Aber gleichzeitig müssen wir die Realität anerkennen, dass wir im 21. Jahrhundert leben. So wie sich die jüdischen Texte und Ideen im Laufe der Jahre weiterentwickelt haben, hat sich auch unsere Welt weiterentwickelt, und neue Ideen, Konzepte und Werte sind an die Stelle älterer Denkweisen getreten, die wir nicht mehr als akzeptabel für das 21. Jahrhundert empfinden. Wir müssen unser Judentum und unsere Traditionen auf dem neuesten Stand halten und in der Lage sein, stolz darauf zu sein und unsere Traditionen in einer Weise zu praktizieren, die für die Welt, in der wir leben, geeignet ist. Wir können nicht im 18. Jahrhundert stecken bleiben. Wir können nicht im fünften Jahrhundert feststecken. Wir müssen in der heutigen Zeit leben und praktizieren - so wie es das Judentum schon immer war - verlässlich und ein Teil der breiteren Weltbevölkerung um uns herum. Wir müssen uns nicht rechtfertigen, wir müssen uns nicht für die Art und Weise, wie wir unser Judentum praktizieren, entschuldigen, sondern wir sollten stolz auf die Art und Weise sein, wie wir unser Judentum feiern wollen.
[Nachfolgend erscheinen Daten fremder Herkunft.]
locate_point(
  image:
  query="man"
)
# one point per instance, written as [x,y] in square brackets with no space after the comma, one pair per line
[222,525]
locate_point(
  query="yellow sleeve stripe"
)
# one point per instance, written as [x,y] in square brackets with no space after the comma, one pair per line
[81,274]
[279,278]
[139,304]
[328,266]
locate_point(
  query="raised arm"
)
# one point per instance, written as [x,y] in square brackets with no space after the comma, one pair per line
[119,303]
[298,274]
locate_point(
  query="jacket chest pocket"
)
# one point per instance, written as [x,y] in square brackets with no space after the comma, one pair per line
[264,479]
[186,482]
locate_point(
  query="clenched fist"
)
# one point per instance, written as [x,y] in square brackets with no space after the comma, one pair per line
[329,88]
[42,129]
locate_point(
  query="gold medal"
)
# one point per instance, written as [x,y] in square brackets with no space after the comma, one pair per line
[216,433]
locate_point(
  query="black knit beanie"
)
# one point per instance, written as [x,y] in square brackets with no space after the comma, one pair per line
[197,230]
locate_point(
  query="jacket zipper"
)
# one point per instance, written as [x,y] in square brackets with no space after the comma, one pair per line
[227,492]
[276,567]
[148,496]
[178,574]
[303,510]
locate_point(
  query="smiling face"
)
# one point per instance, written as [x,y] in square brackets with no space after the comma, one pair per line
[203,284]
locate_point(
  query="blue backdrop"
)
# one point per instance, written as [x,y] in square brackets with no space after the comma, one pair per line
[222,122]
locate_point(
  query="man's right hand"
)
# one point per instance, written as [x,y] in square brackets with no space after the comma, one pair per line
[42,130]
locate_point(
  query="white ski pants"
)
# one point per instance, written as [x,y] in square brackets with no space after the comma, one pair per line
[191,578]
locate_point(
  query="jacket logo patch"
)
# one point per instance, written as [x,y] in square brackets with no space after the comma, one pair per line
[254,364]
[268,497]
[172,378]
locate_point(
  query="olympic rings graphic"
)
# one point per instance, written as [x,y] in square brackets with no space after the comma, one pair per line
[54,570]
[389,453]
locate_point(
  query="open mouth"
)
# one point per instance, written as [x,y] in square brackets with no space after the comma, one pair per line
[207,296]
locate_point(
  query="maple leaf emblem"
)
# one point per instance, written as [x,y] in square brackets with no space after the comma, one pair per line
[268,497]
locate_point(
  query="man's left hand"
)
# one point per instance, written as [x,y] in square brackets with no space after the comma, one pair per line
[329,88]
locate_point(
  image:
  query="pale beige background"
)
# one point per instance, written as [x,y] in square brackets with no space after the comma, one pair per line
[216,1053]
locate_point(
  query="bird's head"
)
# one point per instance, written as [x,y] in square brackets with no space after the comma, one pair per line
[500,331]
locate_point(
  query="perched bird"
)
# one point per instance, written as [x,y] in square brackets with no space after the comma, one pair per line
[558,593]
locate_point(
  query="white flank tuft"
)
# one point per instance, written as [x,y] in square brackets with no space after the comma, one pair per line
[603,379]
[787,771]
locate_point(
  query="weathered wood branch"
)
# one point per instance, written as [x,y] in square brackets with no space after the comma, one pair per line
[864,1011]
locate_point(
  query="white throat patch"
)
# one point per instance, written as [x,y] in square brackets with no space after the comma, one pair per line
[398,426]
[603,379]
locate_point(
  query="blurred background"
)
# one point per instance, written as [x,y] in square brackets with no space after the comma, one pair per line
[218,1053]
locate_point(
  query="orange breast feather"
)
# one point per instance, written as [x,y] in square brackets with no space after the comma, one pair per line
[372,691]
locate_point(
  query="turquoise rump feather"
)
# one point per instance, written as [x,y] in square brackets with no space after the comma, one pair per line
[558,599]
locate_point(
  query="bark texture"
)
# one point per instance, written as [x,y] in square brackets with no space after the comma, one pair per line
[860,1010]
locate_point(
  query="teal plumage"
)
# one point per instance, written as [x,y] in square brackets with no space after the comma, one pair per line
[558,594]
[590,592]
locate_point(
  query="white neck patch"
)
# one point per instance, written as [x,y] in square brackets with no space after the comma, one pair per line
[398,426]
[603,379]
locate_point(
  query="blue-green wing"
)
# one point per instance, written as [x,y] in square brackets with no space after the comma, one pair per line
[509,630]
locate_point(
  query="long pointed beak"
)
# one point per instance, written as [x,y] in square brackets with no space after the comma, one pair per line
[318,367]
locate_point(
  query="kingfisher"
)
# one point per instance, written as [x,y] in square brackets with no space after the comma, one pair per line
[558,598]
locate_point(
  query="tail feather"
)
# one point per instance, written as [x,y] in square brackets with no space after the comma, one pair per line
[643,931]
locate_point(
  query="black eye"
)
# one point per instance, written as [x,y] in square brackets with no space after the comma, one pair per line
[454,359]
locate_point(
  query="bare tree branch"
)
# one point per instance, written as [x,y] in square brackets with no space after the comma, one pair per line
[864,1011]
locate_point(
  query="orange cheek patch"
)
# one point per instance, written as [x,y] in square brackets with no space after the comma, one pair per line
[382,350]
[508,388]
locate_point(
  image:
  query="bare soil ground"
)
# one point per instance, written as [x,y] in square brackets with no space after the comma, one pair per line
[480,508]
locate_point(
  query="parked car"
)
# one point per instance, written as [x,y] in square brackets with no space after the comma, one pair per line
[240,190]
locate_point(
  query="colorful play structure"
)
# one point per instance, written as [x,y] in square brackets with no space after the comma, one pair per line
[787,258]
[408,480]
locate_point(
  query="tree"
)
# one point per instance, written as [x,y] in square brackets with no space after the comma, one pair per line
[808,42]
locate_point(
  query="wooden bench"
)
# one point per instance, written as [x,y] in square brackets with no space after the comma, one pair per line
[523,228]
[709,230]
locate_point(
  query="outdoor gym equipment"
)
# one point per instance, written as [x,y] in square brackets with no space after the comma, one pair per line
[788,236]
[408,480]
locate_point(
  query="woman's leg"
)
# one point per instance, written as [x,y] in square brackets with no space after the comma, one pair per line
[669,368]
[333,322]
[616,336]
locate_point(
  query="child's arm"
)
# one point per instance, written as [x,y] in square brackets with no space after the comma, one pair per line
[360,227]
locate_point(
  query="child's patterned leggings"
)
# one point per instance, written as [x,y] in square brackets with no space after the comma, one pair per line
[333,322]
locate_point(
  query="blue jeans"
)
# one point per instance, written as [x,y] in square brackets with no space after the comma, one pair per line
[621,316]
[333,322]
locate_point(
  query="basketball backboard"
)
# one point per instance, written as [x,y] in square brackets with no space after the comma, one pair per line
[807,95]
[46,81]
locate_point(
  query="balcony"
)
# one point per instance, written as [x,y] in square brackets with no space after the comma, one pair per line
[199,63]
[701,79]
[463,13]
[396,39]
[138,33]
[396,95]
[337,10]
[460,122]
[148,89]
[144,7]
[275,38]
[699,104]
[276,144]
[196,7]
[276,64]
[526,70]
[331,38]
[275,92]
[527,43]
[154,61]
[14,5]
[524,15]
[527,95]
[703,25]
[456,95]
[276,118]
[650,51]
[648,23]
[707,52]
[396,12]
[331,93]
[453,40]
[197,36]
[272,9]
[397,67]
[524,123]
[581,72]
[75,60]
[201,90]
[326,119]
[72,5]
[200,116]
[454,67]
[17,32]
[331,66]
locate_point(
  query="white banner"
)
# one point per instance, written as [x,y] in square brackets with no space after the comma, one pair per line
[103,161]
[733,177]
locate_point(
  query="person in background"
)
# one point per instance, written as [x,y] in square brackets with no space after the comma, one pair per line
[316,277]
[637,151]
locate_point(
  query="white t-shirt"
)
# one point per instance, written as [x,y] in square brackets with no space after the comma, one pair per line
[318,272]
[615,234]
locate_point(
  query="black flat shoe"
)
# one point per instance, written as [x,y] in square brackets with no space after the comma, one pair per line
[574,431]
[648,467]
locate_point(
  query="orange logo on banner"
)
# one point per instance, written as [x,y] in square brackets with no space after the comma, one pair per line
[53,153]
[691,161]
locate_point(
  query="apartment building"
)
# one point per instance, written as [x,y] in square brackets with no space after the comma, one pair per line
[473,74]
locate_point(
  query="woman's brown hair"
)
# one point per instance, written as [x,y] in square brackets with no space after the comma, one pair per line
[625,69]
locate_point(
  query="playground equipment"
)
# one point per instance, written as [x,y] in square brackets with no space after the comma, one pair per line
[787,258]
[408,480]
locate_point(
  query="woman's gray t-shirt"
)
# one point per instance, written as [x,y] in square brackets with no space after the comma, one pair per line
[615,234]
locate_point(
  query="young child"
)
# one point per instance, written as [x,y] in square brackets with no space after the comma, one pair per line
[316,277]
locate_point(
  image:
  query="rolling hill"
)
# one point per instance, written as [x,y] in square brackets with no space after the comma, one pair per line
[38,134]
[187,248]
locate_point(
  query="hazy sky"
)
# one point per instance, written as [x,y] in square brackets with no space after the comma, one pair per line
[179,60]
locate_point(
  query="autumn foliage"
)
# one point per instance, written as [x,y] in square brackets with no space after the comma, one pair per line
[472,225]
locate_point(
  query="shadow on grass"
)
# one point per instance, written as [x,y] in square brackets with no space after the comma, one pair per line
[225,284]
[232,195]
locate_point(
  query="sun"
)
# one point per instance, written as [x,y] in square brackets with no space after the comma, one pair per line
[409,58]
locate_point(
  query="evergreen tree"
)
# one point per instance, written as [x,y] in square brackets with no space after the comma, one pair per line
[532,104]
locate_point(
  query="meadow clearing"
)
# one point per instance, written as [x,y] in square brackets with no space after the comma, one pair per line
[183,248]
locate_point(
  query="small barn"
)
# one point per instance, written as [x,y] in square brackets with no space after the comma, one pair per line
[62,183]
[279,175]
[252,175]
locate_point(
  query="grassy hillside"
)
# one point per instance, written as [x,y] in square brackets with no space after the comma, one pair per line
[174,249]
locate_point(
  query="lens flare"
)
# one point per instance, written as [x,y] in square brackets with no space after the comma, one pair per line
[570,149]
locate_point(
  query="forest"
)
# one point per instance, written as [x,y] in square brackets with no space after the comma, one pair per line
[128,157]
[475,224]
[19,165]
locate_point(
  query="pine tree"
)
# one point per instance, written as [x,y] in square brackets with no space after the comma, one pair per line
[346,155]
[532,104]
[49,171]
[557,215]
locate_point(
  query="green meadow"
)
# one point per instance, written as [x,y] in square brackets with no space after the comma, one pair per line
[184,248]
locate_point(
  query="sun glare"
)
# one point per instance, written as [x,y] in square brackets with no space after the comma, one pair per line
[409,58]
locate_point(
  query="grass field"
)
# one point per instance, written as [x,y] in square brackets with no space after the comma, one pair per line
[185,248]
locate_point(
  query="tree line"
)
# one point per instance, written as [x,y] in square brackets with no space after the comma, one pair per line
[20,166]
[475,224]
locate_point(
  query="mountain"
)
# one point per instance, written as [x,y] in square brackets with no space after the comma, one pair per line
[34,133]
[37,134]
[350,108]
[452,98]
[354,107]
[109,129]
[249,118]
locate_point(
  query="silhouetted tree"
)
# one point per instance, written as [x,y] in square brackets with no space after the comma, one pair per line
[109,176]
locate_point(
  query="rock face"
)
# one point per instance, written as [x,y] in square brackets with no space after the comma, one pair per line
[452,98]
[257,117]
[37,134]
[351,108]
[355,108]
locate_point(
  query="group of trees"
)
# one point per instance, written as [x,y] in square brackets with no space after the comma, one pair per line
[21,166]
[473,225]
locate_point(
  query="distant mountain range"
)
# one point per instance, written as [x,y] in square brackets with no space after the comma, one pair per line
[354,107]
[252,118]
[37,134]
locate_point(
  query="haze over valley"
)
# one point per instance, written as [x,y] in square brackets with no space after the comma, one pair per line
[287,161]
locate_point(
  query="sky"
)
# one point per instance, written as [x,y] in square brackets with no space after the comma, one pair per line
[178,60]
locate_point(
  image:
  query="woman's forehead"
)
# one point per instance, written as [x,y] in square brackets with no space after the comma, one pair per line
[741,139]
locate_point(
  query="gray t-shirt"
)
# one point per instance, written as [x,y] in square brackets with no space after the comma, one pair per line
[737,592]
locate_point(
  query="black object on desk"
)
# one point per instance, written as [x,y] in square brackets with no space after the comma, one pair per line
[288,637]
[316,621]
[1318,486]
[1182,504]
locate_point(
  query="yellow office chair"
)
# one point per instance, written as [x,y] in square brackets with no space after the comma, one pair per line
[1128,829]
Für mich bedeutet das Konzept des liberalen Chassidismus einfach eine Mischung aus älteren Traditionen und Gedanken, zusammen mit den Werten der heutigen Zeit. Wir ändern nichts. Wir machen weiter in der jüdischen Tradition, unser Erbe an künftige Generationen weiterzugeben, und zwar auf eine Weise, die unserer Zeit angemessen ist.
Mögen wir alle unseren inneren jüdischen Funken finden, den jeder einzelne von uns in seiner jüdischen Seele hat, und diesen Funken in eine Flamme der Leidenschaft für unsere Traditionen und Werte, die wir am meisten schätzen, entfachen: freundlich zueinander zu sein, einander in der Not zu helfen, Mitgefühl für alles um uns herum zu haben, jeden Tag einen Schritt zu tun, um die Welt zu einem besseren Ort zu machen, selbst wenn es nur ein kleiner Schritt ist. Mögen wir alle unsere eigenen Wege finden, auf denen wir die höchsten göttlichen Ideen in unseren Texten, Werten und Traditionen am stimmigsten zum Ausdruck bringen können.